Surbooké

Le blog de Laurent Bisault

Une époque en or, Titiou Lecoq, Éditions L’Iconoclaste

Avr 11, 2024 #L'Iconoclaste

Difficile de résumer mes sentiments à la fin de la lecture de ce troisième roman de Titiou Lecoq tant il m’a fait passer par des états contradictoires. Le plaisir de retrouver une autrice dont j’ai déjà parlé avec joie sur ce blog, le sentiment de ne pas être à ma place en suivant une chasse au trésor, et à la fin une profonde émotion. Petite présentation de la dame pour commencer. Titiou Lecoq est une jeune femme connue pour ses écrits féministes qui commença sa vie professionnelle comme journaliste. J’avais beaucoup aimé son premier roman Les Morues lu avant la création de Surbooké et que vous ne trouverez donc pas ici. Vous pourrez par contre lire ma chronique enthousiaste du suivant, La théorie de la tartine, une histoire d’amitié à l’époque où on commençait à comprendre les dangers d’Internet. Et que dire de sa biographie de Balzac, Honoré et moi , un bouquin totalement improbable qui fut très justement primé. Rendre contemporain une sommité littéraire du XIX° n’est pas donné à tout le monde ! Depuis Titiou Lecoq nous parle surtout de la dureté de la vie des femmes, des féminicides, de l’argent dont elles sont privées au sein des couples, de leur charge mentale qui les amènent à être les seules à utiliser les balais à chiottes comme si les hommes ne parvenaient pas à briser « un sol de verre » (voir Libérées).
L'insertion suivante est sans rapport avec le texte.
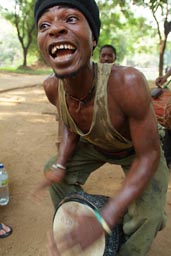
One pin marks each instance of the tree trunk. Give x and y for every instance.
(161, 56)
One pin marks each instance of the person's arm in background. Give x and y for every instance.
(162, 79)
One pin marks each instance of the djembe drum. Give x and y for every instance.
(83, 203)
(162, 106)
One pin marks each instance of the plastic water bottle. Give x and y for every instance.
(4, 190)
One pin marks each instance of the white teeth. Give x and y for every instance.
(62, 46)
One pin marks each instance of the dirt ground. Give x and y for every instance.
(28, 131)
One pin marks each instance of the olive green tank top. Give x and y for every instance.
(102, 134)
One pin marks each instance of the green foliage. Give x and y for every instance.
(121, 28)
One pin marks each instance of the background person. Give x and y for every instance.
(5, 230)
(110, 107)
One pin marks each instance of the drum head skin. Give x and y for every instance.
(64, 223)
(82, 203)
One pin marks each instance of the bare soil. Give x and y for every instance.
(28, 129)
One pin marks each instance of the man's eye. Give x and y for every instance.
(43, 26)
(72, 19)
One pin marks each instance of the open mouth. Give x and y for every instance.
(60, 50)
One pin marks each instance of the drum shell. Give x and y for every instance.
(111, 244)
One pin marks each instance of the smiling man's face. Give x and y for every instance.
(65, 40)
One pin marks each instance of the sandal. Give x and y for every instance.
(3, 228)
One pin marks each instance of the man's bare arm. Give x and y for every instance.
(135, 104)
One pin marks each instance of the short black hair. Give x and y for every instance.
(108, 46)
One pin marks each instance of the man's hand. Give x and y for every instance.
(160, 80)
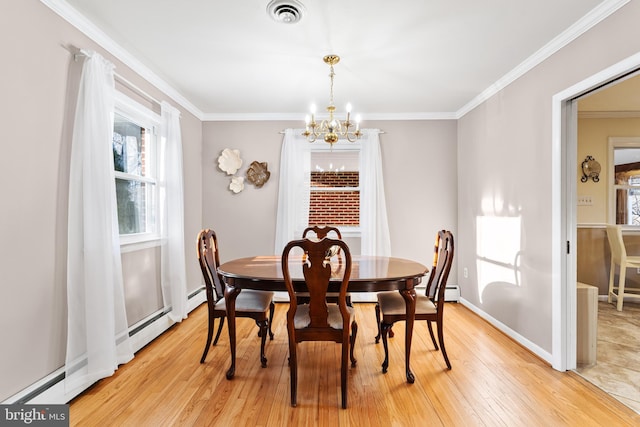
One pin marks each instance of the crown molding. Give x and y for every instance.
(608, 114)
(71, 15)
(222, 117)
(602, 11)
(75, 18)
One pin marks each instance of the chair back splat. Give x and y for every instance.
(319, 320)
(429, 307)
(620, 258)
(251, 304)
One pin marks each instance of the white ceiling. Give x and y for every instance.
(399, 59)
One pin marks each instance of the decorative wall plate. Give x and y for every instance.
(257, 174)
(590, 169)
(237, 184)
(229, 161)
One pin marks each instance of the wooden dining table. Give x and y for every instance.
(368, 274)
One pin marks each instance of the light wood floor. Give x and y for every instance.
(494, 382)
(617, 368)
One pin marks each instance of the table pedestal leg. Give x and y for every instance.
(230, 295)
(409, 296)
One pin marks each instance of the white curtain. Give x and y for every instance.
(174, 276)
(293, 190)
(97, 331)
(374, 226)
(293, 195)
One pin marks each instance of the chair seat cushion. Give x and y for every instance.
(329, 294)
(392, 303)
(302, 318)
(249, 300)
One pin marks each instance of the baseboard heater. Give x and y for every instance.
(452, 293)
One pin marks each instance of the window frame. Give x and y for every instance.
(341, 145)
(618, 142)
(144, 117)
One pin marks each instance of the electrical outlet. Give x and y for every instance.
(585, 201)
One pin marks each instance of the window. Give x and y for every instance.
(135, 162)
(334, 197)
(625, 176)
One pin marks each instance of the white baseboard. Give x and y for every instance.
(50, 389)
(534, 348)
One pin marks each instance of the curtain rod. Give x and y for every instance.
(122, 80)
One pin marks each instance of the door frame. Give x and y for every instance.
(564, 145)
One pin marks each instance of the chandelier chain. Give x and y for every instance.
(332, 129)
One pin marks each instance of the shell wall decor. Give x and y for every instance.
(258, 174)
(229, 161)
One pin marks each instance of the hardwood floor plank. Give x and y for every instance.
(494, 381)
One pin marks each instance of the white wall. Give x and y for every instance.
(38, 83)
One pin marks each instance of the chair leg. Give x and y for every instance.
(215, 341)
(378, 323)
(621, 283)
(210, 327)
(263, 325)
(293, 372)
(433, 338)
(441, 339)
(611, 277)
(384, 329)
(343, 372)
(271, 310)
(352, 342)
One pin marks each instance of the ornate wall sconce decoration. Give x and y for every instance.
(590, 169)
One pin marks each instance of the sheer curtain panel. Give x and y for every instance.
(374, 225)
(97, 334)
(293, 189)
(174, 276)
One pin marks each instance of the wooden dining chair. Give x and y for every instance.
(249, 303)
(320, 232)
(429, 307)
(319, 320)
(620, 258)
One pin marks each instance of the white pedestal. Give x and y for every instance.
(587, 324)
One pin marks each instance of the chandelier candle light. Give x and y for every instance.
(331, 129)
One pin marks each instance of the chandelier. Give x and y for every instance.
(331, 129)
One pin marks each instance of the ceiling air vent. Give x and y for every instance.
(285, 11)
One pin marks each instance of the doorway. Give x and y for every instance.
(565, 139)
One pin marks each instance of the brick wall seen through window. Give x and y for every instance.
(334, 198)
Chloé a pourtant fait au moins autant d’études que son compagnon

Une époque en or est un peu tout cela à la fois car Titiou Lecoq y a mis beaucoup de ce qui constitue sa vie. Ses angoisses devant le changement climatique, la vie en couple, l’éducation des enfants dont elle parle souvent sur son compte Instagram. Elle y a récemment expliqué avoir proposé au plus âgé de ses fils de partir avec lui un week-end dans un lieu de son choix. Chloé Berthoul sa nouvelle héroïne est une trentenaire ordinaire, taille moyenne, poids moyen, cheveux châtains, qui habite à Gabarny une ville moyenne. Aucun signe distinctif sinon sa fréquentation des Belles-Mères anonymes (BMA), un groupe d’aide et d’écoute car Chloé en plus de Greg son compagnon a un fils de dix ans Raoul et surtout une belle-fille de neuf ans Colette. Chloë a conscience de l’inégale répartition des tâches au sein de son foyer. C’est elle qui s’occupe le plus souvent des petits malgré les difficultés rencontrées avec Colette qui la font culpabiliser. Il est vrai que Greg dispose officiellement de moins de temps car il gère un bar. On ne peut pas tout faire dans la vie : s’occuper des poivrots, se taper les courses et aller voir les profs à l’école. Chloë a pourtant fait au moins autant d’études que son compagnon. Titulaire d’un master de linguistique, elle s’occupe de la communication d’entreprises, un boulot qu’elle qualifie de moins plaisant que de manger du chocolat mais compatible avec un travail à domicile, et apte à remplir son compte en banque. Cela donne une femme qui peine à sortir de sa dépression léthargique et qui ne se plaint jamais. Arrive alors un événement imprévu qui amène Chloé à devenir « La Lucien de Rubempré de la chasse au trésor » en compagnie de ses enfants et d’un jeune voisin. Balzac un jour, Balzac toujours !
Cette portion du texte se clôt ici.